For the most part, however, this is a straightforward chapter about cultural practices after the more abstract relation of the dream vision. Some of this chapter’s content is of almost anthropological interest. A crier alerts the Indians that bison are to be hunted close by, pointing out that the Indians did not keep livestock for food; they relied on animals in the wild. They had scouts to look for those animals, just as they might have scouts keeping track of an enemy. They break camp to go to where they might find the animals. The crier guides them on their way, even directing them when to let their ponies rest, to dig some turnips they come upon, and to be watchful of their children. The scouts come to the council tepee, smoke, and reveal the location of the bison herd. The crier had all the hunters ride out to kill bison. The hunters rode almost naked, outfitted with bows, arrows, and sharpened knives. The Sioux, great warriors, borrowed much from their war practices for hunting.

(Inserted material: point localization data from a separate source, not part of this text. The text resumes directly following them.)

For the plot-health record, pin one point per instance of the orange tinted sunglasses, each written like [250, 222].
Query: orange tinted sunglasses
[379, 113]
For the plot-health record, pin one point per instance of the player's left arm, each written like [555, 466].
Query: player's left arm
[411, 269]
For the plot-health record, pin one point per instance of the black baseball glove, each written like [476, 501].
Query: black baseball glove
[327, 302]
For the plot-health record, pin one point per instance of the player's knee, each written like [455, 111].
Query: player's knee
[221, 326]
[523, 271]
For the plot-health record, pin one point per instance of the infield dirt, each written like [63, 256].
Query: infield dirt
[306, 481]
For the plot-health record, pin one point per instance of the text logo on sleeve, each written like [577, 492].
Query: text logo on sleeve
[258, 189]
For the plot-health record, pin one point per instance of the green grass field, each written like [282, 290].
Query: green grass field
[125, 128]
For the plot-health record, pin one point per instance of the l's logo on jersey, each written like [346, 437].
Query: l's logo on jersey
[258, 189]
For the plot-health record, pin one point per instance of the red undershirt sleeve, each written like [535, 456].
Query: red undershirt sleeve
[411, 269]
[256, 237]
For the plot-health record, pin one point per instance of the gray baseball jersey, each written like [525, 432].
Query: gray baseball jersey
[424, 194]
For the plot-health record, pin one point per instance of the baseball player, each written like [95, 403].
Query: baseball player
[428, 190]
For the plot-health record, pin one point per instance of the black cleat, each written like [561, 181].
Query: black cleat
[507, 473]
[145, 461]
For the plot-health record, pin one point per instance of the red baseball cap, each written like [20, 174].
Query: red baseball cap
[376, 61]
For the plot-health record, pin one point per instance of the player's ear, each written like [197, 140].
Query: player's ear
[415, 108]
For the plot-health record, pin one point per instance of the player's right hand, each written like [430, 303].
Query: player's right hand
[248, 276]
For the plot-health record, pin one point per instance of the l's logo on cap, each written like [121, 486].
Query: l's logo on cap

Standing Bear’s story about killing his first mature bison makes it understood that the hunt was a demonstration of manhood as well as a result of the necessity for food. Until that day, he had killed only a calf, but he was determined, at the age of 13, to show that he was a man and kill a yearling. The reader might remember this story when Black Elk states, toward the end of his narrative, that an indication of the degeneration of Indian society is how late boys become men. Standing Bear also says that the women are making the tremolo of joy at the hunt, the same kind of vocal cry that they use to cheer a war party.
Butchering took place at the site of the hunt, and the fresh meat was loaded onto the horses as they went home. The little boys, too hungry to wait for the feast later in the evening, ate as much fresh liver as they could. When the hunters returned home, the advisors ate first, and then they invited others into their tepee to eat. The women make drying racks out of branches and sticks to dry the meat for long-term preservation. Everyone is happy at the feast that night, which included dancing and singing. These events that Black Elk identifies as happy times have to do with the traditional life of the Indians; the Indians are happy as long as they can pursue life freely engaged in their traditional cultural practices. Sharing the meat reveals the communal nature of Indian life. The advisors do not hunt, but they are the first to enjoy the meat from the hunt because their wisdom is so important to the others. Their invitation to all others to partake of what is a gift to them exhibits their generosity. In a children’s game, associated with the hunt celebration, the boys act out stealing the meat. Black Elk really tries to steal a bison tongue and is badly frightened when he thought he was caught; in another game, the young boys compete for the distinction of having the most chapped breast — in other words, having suffered the most exposure to the elements; in another, the boys put sunflower seeds on their wrists and endure the pain of their being burned off. If they cry, they are called women. These games illustrate the importance of the hunt and the value the Sioux placed on physical bravery.
Throughout these events, Black Elk is reminded of the world of the Grandfathers when he sees animals or birds that were in his vision or hears a sound, such as thunder or the whistle of an eagle that he associates with his vision.
Minneconjou one of the six bands that made up the Lakota Sioux tribe, of which the Oglala , Black Elk’s band, is also one.
crier an official who shouts out announcements.
scout a person sent out to observe the tactics of an opponent.
chacun sha sha the bark of the red willow.